My question is whether $W^{k ,\infty}$ is a Banach algebra?
Since $L^\infty$ is closed under multiplication, I assume $W^{k ,\infty}$ inherits this closure property.
Some Sobolev spaces are closed under multiplication, making them Banach algebras.
My question is whether $W^{k ,\infty}$ is a Banach algebra?
Since $L^\infty$ is closed under multiplication, I assume $W^{k ,\infty}$ inherits this closure property.
It may be not a Banach algebra in the usual sense for the usual norm (namely $\sum_{|\alpha|\leq k}\lVert\partial_{\alpha}\cdot\rVert_{\infty}$). However, since Leibniz formula holds (take a test funcion $\varphi$ and a ball which contains the support of $\varphi$, and use the density of test function for the $L^p$ norm over a bounded smooth open set). Hence we have \begin{align} \lVert uv\rVert_{W^{k,\infty}}&=\sum_{|\alpha|\leq k}\lVert\sum_{\beta\leq \alpha}\binom\alpha\beta\partial_{\beta}u\partial_{\alpha-\beta}v\rVert_{\infty}\\ &\leq \sum_{|\alpha|\leq k}\sum_{\beta\leq \alpha}\binom\alpha\beta\lVert\partial_{\beta}u\rVert_{\infty}\lVert\partial_{\alpha-\beta} v\rVert_{\infty}\\ &\leq \lVert u\rVert_{W^{k,\infty}}\cdot \lVert v\rVert_{W^{k,\infty}}\sum_{|\alpha|\leq k}2^{|\alpha|}. \end{align} So we can replace the usual norm on $W^{k,\infty}$ by an equivalent norm $N$ such that $N(uv)\leq N(u)N(v)$ for all $u,v\in W^{k,\infty}$.
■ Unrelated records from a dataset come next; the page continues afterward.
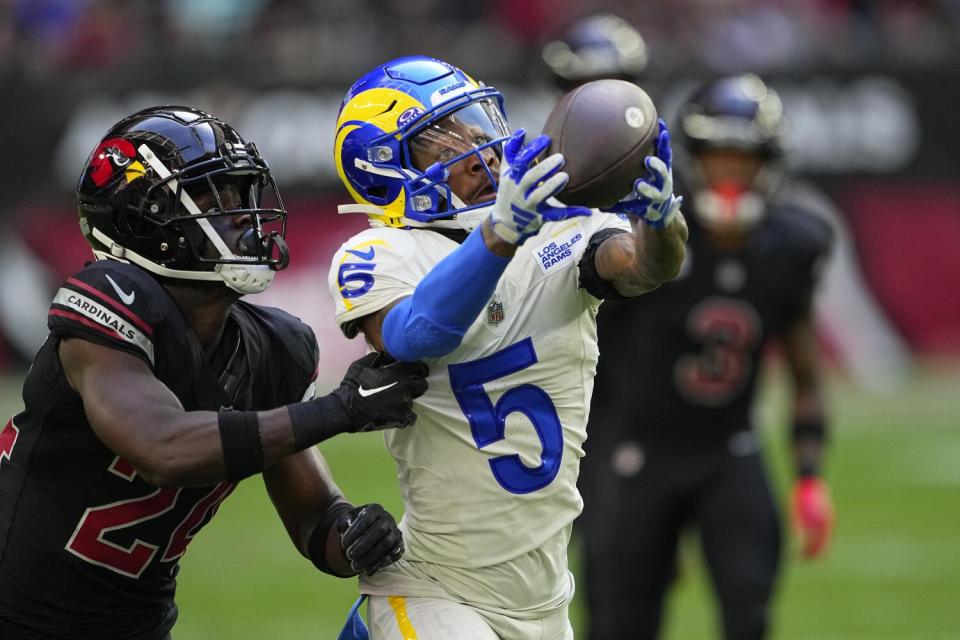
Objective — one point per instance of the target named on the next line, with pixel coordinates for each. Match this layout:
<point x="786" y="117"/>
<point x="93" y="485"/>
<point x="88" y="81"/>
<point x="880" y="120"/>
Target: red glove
<point x="812" y="513"/>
So an interesting question:
what is $\sup\left\{\frac{\lVert uv\rVert_{W^{k,\infty}}}{\lVert u\rVert_{W^{k,\infty}}\lVert v\rVert_{W^{k,\infty}}}, u,v\in W^{k,\infty},uv\neq 0\right\}?$
It is in fact sufficient to show that $\|fg\|\leq C\,\|f\|\cdot\|g\|\tag{1}$ for some number $C$ independent of the choice of $f$ and $g$ - to be precise, this is sufficient in order to have a Gelfand theory, but it is not the standard definition of Banach algebra.
Now, consider the norm $\|f\|=\|f\|_{W^{k,\infty}}=\max_{0\leq j\leq k}\left\|\frac{d^jf}{dx^j}\right\|_\infty$ This norm is equivalent to the standard Sobolev norm, and by the product rule (of the derivative) together with the fact that $L^\infty$ is a Banach algebra (1) follows.